Fundamental Postulates of Boolean Algebra

The basic postulate of Boolean algebra is the existence of a two-valued Boolean variable which can take any of the two distinct values 0 and 1. It is an algebraic system consisting of the set {0,1}, two binary operations OR and AND (denoted by the symbols + and , respectively), and one unary operation called NOT (denoted by an over-bar or a prime x', but for this class we will always use the prime notation for NOT.).

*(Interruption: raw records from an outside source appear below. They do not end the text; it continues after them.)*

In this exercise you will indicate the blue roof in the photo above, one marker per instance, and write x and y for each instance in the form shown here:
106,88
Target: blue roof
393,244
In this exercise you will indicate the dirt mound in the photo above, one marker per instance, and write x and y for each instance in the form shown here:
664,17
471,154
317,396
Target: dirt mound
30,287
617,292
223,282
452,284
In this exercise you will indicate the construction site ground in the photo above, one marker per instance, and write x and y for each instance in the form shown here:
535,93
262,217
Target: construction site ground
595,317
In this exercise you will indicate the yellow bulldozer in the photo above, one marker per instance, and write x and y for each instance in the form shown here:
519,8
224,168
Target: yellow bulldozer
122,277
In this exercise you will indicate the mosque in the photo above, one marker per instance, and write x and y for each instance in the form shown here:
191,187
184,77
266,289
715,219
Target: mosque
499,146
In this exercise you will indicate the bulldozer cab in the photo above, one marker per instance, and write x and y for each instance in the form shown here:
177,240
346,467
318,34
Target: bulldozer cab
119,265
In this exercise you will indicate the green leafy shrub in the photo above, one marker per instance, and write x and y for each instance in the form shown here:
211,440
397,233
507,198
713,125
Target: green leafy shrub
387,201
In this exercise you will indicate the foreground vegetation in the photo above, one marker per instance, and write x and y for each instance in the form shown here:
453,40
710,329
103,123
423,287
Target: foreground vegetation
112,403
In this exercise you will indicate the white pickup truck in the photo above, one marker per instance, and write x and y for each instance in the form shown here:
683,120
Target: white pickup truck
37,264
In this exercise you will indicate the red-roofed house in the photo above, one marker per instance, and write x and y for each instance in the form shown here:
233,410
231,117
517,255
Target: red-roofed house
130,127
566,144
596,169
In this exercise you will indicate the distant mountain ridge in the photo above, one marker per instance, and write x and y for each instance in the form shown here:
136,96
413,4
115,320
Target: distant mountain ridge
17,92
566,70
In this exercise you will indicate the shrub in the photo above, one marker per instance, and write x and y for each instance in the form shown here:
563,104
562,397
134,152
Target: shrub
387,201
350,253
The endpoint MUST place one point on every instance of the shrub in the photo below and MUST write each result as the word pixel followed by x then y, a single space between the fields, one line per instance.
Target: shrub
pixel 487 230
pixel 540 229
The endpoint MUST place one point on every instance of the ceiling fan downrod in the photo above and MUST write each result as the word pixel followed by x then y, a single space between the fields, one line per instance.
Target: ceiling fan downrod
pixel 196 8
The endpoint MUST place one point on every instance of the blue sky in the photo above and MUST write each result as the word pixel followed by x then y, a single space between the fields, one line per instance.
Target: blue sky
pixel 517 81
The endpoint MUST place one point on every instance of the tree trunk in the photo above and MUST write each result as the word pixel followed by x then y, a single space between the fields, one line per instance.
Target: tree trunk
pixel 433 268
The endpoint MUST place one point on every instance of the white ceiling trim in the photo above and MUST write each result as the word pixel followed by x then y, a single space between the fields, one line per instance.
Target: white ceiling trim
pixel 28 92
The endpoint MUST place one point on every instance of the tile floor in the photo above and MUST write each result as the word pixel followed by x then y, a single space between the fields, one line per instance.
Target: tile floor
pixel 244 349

The three operations are defined by three truth tables.

OR Operation: x + y =z

AND Operation: xy=z

NOT Operation: x' = y

Boolean algebra follows the following interesting principle.

Duality Principle

If an algebraic expression of Boolean algebra is valid, its dual of the expression is also valid. The dual expression is obtained by replacing all OR operators with AND, all AND operators with OR, all ones with zeros and all zeros with ones.

Example)

Dual expression of a + (bc) = (a + b)(a + c) is a(b + c) = ab + ac

Dual expression of x + 1 =1 is x · 0 = 0

Basic Properties

Idempotency:

x + x = x

x·x = x

x + 1 = 1

x + 0 = x

x · 0 = 0

x · 1 = x

Commutativity:

x + y = y + x

x · y = y · x

Associativity:

(x + y) + z = x + (y + z)

(x · y) · z = x · (y · z)

Complementation:

x + x' = 1

x · x' = 0

Distributivity:

x · (y + z) = xy + xz

x + yz = (x + y)(x + z)

Theorems:

Consensus theorem:

xy + x'z + yz = xy + x'z

(x + y)(x' + z)(y + z) = (x + y)(x' + z)

DeMorgan's theorem:

(x')' = x

(x + y)' = x'y'

(xy)' = x' + y'

It is recommended that the properties and theorems shown above be memorized for this course. The other theorems shown in the text book should not be memorized. They can be easily derived using the above properties and theorems.